With family and volunteers no longer allowed to visit because of the statewide stay-at-home order, the elderly residents at Quail Garden decided to express their feelings with signs posted outside the assisted-living facility in downtown Livermore.

“Dear Family, Sorry you can’t be here,” says one of the signs. Another reads, “June & Sharon,

We are eating well & playing lots of games. I love you.” Several of the signs express the residents’ hopes that loved ones are staying healthy during the coronavirus epidemic.

“A lot of our residents have family who used to visit every day,” said Quail Garden activity director Natalie Avery. “We also have 35 volunteers who come here regularly, including some who bring their therapy dogs. Our residents miss them. This was a heartfelt way for our residents to reach out and let people know they are okay.”

Quail Garden administrator Alicia Peacock came up with the idea for the signs because many of the residents were worried about not being able to see their friends and family members, Avery said. The residents started making the poster board signs last Thursday, and the signs went up Friday afternoon. The care facility occupies the old St.

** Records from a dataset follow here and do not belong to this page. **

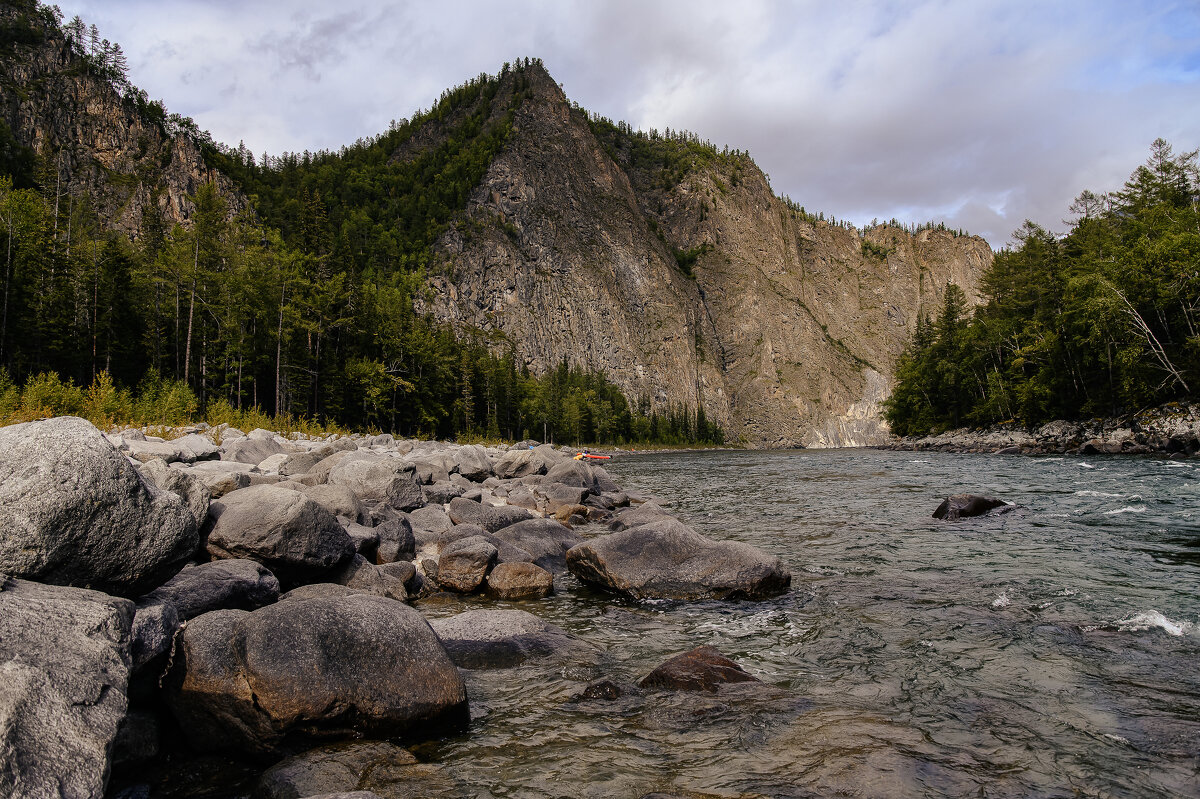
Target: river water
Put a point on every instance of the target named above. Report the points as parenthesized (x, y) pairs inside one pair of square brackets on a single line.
[(1053, 652)]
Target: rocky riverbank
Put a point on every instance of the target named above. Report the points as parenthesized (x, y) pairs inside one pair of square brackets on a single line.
[(255, 596), (1173, 430)]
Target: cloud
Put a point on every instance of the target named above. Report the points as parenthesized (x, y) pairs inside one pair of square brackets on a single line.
[(978, 114)]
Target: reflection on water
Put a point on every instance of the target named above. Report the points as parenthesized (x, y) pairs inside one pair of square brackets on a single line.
[(1051, 652)]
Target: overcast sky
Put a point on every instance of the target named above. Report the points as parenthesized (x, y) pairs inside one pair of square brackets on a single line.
[(977, 113)]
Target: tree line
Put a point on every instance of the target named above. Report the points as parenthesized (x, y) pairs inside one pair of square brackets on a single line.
[(1099, 322), (304, 305)]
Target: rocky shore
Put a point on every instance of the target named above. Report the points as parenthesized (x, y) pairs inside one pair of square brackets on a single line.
[(258, 596), (1173, 431)]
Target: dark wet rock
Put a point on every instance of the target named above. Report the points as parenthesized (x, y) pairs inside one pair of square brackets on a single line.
[(339, 500), (546, 541), (396, 541), (966, 506), (365, 539), (377, 479), (64, 680), (666, 559), (361, 575), (184, 485), (312, 668), (237, 583), (485, 638), (520, 581), (703, 668), (331, 769), (153, 631), (637, 515), (604, 691), (463, 564), (490, 517), (73, 511), (292, 535)]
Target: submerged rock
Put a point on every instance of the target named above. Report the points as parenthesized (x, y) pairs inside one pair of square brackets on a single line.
[(666, 559), (479, 640), (967, 505), (703, 668)]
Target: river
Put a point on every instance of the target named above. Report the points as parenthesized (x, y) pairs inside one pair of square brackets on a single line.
[(1051, 652)]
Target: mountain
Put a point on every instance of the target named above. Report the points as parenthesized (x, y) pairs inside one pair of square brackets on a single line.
[(544, 230), (676, 270)]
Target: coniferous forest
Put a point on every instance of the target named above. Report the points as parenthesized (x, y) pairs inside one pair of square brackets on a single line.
[(304, 305), (1101, 322)]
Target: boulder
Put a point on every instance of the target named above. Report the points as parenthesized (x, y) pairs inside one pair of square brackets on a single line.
[(439, 493), (184, 485), (364, 576), (472, 462), (305, 670), (432, 520), (490, 517), (545, 540), (642, 514), (463, 564), (292, 535), (73, 511), (251, 449), (341, 769), (703, 668), (519, 581), (64, 682), (666, 559), (339, 500), (221, 476), (966, 505), (378, 480), (520, 463), (480, 640), (220, 584), (396, 541)]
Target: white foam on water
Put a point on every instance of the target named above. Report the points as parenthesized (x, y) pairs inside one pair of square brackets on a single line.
[(1151, 619)]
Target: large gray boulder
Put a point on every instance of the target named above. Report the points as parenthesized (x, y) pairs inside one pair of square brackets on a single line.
[(64, 682), (285, 530), (376, 479), (545, 539), (312, 670), (183, 484), (666, 559), (73, 511), (485, 638), (490, 517), (463, 564), (251, 449)]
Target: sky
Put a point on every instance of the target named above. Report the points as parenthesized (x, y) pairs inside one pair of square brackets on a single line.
[(975, 113)]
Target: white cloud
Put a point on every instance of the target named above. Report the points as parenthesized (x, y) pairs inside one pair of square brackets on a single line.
[(978, 114)]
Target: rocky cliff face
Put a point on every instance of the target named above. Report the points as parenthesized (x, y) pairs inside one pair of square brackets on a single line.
[(786, 330), (89, 138)]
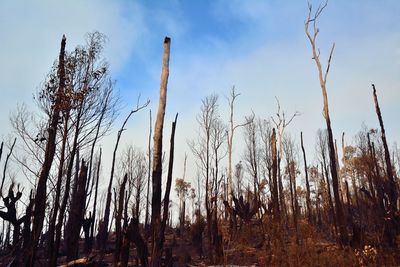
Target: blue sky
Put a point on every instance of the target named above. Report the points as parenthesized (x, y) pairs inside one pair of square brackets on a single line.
[(258, 46)]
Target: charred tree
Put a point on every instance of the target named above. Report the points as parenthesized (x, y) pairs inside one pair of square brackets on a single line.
[(322, 79), (76, 215), (118, 218), (308, 199), (41, 194), (275, 197), (393, 194), (157, 159)]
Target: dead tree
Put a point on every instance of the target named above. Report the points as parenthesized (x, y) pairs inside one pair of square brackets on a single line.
[(5, 164), (146, 220), (103, 231), (393, 194), (275, 196), (118, 218), (40, 196), (168, 186), (10, 203), (230, 133), (157, 159), (322, 79), (308, 199), (95, 200), (76, 215), (281, 123)]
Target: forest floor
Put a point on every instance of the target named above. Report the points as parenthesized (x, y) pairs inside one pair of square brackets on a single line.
[(253, 245)]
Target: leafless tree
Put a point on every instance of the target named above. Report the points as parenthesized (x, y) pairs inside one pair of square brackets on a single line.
[(231, 131), (312, 18), (157, 160)]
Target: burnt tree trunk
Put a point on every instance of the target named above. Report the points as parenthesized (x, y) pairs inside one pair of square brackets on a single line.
[(67, 188), (322, 79), (146, 220), (118, 218), (53, 219), (95, 200), (76, 214), (41, 194), (308, 199), (157, 159), (168, 187), (275, 197), (389, 170)]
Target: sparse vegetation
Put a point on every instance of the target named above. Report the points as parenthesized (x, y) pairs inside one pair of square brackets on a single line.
[(333, 212)]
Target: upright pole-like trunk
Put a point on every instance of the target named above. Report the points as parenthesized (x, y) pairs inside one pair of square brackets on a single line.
[(95, 200), (118, 218), (53, 220), (168, 187), (308, 199), (76, 215), (40, 196), (275, 197), (157, 158), (332, 157), (64, 201), (146, 220), (392, 191)]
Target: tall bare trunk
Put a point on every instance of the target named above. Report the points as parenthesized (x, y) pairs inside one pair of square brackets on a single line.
[(157, 158), (308, 199), (40, 196), (389, 170), (76, 215), (146, 220), (275, 197), (118, 218)]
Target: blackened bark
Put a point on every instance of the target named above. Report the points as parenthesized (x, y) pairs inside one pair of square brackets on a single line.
[(41, 194), (53, 219), (275, 197), (393, 194), (118, 218), (76, 215), (157, 159), (168, 187), (308, 199)]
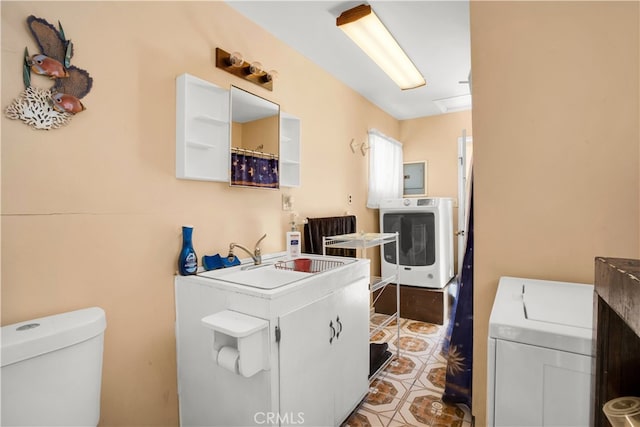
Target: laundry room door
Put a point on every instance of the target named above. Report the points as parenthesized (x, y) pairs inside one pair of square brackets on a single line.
[(465, 151)]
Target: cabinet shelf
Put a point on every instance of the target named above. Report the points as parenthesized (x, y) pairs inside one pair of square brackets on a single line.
[(211, 119), (364, 241), (202, 145)]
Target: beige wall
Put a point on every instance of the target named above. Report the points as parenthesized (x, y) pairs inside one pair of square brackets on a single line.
[(91, 213), (556, 146), (252, 134), (434, 139)]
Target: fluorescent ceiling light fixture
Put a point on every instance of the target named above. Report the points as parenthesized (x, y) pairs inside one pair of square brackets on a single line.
[(370, 34)]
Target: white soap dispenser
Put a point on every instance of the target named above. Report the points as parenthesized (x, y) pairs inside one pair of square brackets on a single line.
[(293, 241)]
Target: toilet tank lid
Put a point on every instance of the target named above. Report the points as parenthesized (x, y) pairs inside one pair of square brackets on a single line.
[(35, 337)]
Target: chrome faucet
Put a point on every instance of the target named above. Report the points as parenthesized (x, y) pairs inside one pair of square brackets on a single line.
[(256, 255)]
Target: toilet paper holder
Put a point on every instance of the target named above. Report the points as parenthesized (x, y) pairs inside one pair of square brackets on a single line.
[(245, 339)]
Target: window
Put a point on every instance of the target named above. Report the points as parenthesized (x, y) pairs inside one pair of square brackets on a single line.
[(385, 169)]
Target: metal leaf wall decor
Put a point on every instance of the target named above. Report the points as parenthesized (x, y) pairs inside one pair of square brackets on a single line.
[(53, 107)]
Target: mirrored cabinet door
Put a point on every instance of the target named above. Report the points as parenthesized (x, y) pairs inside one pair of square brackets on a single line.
[(202, 130)]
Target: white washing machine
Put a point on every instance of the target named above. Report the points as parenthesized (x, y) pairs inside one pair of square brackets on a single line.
[(540, 354), (425, 234)]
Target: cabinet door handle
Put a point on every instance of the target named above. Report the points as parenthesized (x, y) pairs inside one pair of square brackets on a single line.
[(333, 331)]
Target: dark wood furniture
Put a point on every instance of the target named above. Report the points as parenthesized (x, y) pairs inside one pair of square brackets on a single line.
[(616, 332)]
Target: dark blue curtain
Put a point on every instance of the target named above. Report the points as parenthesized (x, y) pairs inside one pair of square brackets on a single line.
[(459, 347), (254, 171)]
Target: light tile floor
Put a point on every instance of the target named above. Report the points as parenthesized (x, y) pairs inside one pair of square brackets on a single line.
[(409, 391)]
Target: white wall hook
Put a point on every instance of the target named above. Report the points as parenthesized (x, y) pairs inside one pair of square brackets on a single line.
[(353, 145), (364, 148)]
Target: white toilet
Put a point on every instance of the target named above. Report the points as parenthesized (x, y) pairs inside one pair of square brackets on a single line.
[(51, 370)]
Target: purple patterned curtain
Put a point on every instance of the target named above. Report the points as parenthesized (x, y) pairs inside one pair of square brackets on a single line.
[(254, 171)]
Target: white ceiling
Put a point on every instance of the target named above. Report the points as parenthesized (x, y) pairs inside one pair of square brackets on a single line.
[(435, 35)]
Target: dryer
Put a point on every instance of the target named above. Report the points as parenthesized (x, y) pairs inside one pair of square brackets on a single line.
[(425, 236), (540, 354)]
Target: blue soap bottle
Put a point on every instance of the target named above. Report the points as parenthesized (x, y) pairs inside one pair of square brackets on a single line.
[(188, 260)]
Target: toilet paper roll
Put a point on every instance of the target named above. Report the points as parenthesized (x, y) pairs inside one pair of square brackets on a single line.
[(228, 359)]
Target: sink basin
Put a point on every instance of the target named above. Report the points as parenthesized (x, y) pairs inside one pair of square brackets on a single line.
[(262, 277)]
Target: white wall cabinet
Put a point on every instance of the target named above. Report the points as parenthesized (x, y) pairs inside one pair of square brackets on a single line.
[(289, 150), (202, 130), (202, 134), (317, 343)]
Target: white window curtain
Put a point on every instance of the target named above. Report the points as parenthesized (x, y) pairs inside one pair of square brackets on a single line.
[(385, 168)]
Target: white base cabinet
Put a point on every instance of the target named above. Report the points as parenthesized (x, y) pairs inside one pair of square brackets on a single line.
[(324, 348), (317, 350)]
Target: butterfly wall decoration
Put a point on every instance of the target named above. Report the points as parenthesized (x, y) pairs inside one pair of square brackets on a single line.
[(53, 107)]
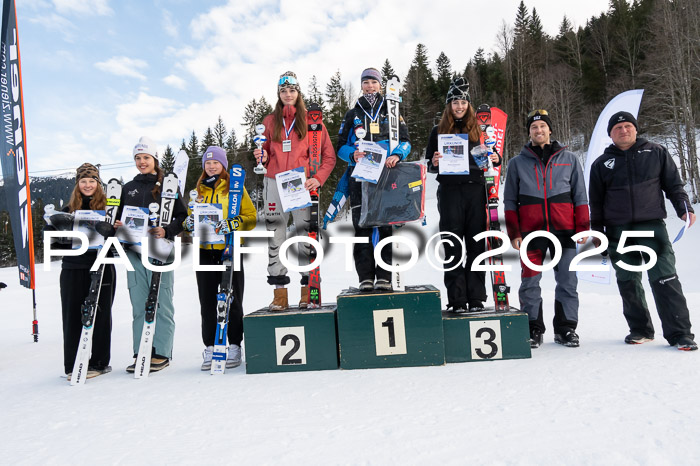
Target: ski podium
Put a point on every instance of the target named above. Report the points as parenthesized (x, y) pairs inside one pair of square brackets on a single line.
[(225, 295)]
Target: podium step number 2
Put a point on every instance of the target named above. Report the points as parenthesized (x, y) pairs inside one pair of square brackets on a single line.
[(485, 337)]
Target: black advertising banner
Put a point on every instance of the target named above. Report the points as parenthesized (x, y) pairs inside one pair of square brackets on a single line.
[(13, 151)]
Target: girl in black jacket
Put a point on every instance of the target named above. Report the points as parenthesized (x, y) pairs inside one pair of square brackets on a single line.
[(461, 202), (75, 283), (143, 190)]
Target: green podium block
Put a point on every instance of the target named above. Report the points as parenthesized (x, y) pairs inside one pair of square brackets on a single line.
[(486, 336), (291, 340), (390, 329)]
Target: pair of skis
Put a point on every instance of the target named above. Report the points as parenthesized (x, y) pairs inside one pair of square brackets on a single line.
[(493, 127), (90, 306), (225, 296)]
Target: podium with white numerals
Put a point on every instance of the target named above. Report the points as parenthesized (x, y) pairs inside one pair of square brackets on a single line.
[(486, 336), (290, 340), (390, 329)]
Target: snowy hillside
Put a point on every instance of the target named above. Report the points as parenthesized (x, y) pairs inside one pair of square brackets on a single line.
[(602, 403)]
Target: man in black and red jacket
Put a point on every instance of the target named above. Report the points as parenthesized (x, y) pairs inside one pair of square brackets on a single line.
[(545, 191), (626, 193)]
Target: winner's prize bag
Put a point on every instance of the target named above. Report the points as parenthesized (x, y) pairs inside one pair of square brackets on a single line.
[(398, 197)]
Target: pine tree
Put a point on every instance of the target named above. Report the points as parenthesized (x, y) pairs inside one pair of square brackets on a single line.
[(337, 103), (168, 160), (522, 21), (443, 76), (536, 30), (208, 140), (195, 166), (254, 113), (387, 71), (419, 105)]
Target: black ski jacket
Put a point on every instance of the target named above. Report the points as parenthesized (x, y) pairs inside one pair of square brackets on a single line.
[(137, 192), (626, 186)]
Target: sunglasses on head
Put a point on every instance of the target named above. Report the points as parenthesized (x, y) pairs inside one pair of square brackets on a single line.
[(287, 80), (535, 112)]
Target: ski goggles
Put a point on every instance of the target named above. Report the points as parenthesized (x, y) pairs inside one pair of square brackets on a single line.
[(537, 112), (287, 81)]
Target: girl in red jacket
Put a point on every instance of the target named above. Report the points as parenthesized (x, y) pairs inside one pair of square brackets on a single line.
[(287, 148)]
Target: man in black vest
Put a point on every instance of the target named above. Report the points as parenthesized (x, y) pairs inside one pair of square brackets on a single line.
[(626, 194)]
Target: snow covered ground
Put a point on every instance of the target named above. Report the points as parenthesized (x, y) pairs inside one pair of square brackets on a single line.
[(602, 403)]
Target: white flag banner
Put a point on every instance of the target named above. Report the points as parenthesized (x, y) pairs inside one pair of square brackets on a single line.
[(628, 101), (182, 160)]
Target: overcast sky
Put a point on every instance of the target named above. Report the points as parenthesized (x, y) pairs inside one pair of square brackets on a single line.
[(98, 74)]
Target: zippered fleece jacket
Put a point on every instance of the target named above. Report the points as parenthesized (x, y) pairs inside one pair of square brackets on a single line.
[(628, 186), (549, 197)]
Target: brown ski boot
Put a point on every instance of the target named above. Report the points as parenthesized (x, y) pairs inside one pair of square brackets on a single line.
[(280, 302), (304, 301)]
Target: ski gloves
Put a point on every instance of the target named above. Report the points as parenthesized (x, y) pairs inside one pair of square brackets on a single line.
[(188, 224), (228, 225)]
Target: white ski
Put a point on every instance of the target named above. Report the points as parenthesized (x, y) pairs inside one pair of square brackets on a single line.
[(392, 104), (90, 307)]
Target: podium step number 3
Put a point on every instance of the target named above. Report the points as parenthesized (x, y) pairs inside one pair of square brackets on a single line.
[(291, 346)]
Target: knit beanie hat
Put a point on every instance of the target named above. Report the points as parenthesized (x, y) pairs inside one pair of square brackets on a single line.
[(87, 170), (146, 146), (288, 79), (215, 153), (621, 117), (371, 73), (459, 90), (538, 115)]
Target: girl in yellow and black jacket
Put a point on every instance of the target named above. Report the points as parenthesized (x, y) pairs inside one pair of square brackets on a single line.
[(212, 188)]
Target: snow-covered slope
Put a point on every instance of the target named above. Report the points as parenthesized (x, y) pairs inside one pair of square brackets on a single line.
[(602, 403)]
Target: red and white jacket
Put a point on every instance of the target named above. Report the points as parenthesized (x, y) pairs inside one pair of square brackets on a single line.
[(549, 196)]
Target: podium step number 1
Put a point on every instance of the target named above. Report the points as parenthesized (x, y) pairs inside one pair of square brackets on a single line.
[(485, 336), (389, 332)]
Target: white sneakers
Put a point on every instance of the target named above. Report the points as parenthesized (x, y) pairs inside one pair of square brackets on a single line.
[(233, 360)]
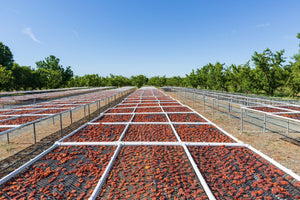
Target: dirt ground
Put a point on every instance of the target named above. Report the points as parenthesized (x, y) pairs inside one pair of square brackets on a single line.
[(278, 147), (21, 148)]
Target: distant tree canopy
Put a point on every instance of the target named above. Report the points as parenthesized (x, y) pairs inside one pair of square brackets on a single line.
[(265, 73), (52, 74), (6, 57)]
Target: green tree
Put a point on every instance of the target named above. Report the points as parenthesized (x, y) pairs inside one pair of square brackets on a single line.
[(269, 65), (6, 79), (139, 80), (52, 74), (6, 57), (293, 81), (174, 81), (157, 81), (23, 77)]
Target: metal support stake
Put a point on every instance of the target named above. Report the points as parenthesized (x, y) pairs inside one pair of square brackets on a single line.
[(265, 119), (34, 133), (203, 102), (213, 108), (71, 117), (194, 98), (7, 135), (218, 104), (89, 112), (241, 120), (229, 110), (60, 119)]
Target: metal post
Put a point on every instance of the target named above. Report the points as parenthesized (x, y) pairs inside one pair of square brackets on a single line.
[(229, 110), (7, 135), (71, 117), (34, 133), (241, 120), (61, 131), (203, 102), (218, 104), (99, 107), (213, 108), (265, 118), (89, 112), (194, 98)]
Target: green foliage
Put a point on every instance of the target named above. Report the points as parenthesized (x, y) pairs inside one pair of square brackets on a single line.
[(293, 81), (6, 79), (139, 80), (23, 77), (6, 57), (157, 81), (52, 74), (269, 67)]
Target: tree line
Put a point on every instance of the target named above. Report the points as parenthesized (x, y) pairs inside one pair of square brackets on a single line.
[(265, 73)]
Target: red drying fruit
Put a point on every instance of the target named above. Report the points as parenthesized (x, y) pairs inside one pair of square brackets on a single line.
[(63, 161), (225, 168), (149, 132), (150, 118), (162, 173), (201, 133)]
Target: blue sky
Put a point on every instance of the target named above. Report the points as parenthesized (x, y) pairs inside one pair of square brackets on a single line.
[(150, 37)]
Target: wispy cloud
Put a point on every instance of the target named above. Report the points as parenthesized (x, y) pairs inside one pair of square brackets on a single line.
[(263, 25), (29, 32)]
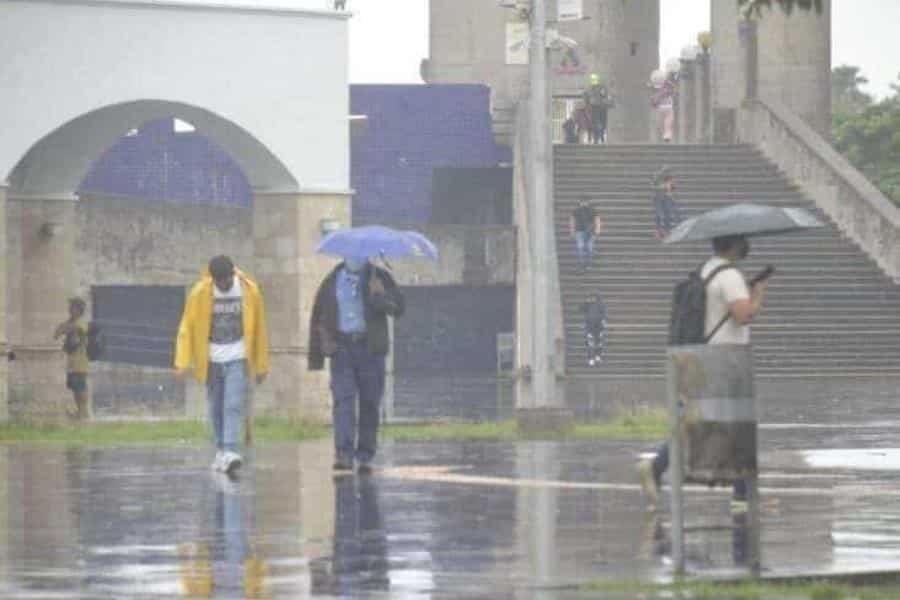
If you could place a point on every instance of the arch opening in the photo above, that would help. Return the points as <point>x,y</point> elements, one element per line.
<point>58,163</point>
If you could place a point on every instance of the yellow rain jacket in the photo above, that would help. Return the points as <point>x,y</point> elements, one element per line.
<point>192,345</point>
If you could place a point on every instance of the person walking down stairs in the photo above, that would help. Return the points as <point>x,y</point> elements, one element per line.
<point>667,212</point>
<point>595,325</point>
<point>584,225</point>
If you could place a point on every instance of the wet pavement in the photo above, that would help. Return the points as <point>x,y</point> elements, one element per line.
<point>436,520</point>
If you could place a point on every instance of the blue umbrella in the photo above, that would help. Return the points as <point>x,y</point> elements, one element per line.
<point>375,241</point>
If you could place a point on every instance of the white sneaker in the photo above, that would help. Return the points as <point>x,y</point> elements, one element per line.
<point>218,462</point>
<point>231,462</point>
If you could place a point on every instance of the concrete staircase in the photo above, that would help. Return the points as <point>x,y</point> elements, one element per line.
<point>831,311</point>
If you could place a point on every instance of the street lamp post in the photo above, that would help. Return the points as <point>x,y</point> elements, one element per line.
<point>543,404</point>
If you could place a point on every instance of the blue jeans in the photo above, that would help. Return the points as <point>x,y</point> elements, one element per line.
<point>356,374</point>
<point>226,386</point>
<point>584,247</point>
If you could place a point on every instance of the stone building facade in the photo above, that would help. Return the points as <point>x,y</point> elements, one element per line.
<point>475,41</point>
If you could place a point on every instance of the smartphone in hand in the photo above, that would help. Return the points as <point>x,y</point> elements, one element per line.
<point>762,275</point>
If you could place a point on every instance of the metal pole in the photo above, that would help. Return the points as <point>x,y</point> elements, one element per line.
<point>540,199</point>
<point>676,468</point>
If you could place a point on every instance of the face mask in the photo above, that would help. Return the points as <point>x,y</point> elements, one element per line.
<point>355,265</point>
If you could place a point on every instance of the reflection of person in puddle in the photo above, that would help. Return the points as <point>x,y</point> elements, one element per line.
<point>359,561</point>
<point>655,542</point>
<point>229,568</point>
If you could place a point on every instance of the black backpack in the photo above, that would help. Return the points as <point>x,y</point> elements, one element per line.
<point>96,344</point>
<point>687,323</point>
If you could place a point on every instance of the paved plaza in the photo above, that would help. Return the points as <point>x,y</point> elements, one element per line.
<point>435,520</point>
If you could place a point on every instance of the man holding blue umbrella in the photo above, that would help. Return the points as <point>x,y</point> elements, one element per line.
<point>349,326</point>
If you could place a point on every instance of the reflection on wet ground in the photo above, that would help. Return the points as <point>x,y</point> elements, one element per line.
<point>441,520</point>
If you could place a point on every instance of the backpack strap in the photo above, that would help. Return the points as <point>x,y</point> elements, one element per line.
<point>727,316</point>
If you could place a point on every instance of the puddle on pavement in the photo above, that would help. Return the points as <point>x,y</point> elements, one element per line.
<point>860,459</point>
<point>475,520</point>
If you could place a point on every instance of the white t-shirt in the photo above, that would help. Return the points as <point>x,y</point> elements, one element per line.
<point>726,287</point>
<point>226,332</point>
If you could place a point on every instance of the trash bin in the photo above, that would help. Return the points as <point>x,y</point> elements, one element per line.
<point>713,423</point>
<point>713,386</point>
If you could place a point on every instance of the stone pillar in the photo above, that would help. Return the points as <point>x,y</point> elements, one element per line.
<point>286,230</point>
<point>687,104</point>
<point>704,99</point>
<point>749,35</point>
<point>42,274</point>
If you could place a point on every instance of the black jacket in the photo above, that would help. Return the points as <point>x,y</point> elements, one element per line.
<point>323,325</point>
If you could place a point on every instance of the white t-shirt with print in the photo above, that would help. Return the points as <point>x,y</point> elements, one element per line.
<point>725,288</point>
<point>226,335</point>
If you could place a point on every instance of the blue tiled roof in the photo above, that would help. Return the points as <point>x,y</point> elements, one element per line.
<point>411,130</point>
<point>156,163</point>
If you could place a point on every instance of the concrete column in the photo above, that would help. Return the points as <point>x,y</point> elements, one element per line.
<point>704,99</point>
<point>749,35</point>
<point>42,275</point>
<point>286,230</point>
<point>794,53</point>
<point>687,104</point>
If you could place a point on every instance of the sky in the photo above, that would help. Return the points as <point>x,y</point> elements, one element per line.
<point>389,38</point>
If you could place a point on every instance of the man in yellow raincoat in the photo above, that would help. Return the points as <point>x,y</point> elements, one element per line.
<point>223,340</point>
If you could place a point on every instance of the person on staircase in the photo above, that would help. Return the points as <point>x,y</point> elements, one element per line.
<point>584,124</point>
<point>730,307</point>
<point>662,99</point>
<point>600,101</point>
<point>584,225</point>
<point>667,212</point>
<point>595,315</point>
<point>570,129</point>
<point>74,334</point>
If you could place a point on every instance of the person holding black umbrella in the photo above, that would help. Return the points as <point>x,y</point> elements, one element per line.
<point>349,326</point>
<point>730,307</point>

Paul’s Hospital building built in 1927, in a residential area near downtown Livermore.

Since then, Avery said, dozens of people have stopped to take pictures. “It’s really amazing. There are hundreds of pictures of our signs on Facebook now.”

So many signs have popped up that staff had to dig out old walkers and wheelchairs to hang them on, she said. One Quail Garden resident also suggested hanging a sign on a side gate used by the staff to let them know how much they are appreciated. It reads, “We (heart) our essential care providers.”

Twenty-two elderly residents live at the assisted living facility, many with long-term medical issues, which places them among the most at-risk of serious complications or death if they become infected by the coronavirus. Although family members and dozens of volunteers no longer are allowed into the facility, about 15 cooks, care providers, and other staff still attend to their needs.

Avery said all – residents and staff — are having to learn new routines because of the coronavirus pandemic. For example, residents are learning to wipe down telephones and other shared equipment with an antiseptic after every use. Quail Garden is taking the temperature of all staff members at the beginning of every shift. Avery said many of the residents have also learned to hold video chats with their families.

“A lot of our residents say they have gone through bad times before, but never anything like this,” Avery said. “It’s scary. They’re scared. We turn off the television during lunch just to give everybody a break from the news. But the worst is not being able to visit with their families.”

As one sign addressed to Vicky says, “I love you and miss you. I wish I could see you every day. Please stay healthy and safe. I’ll see you soon.”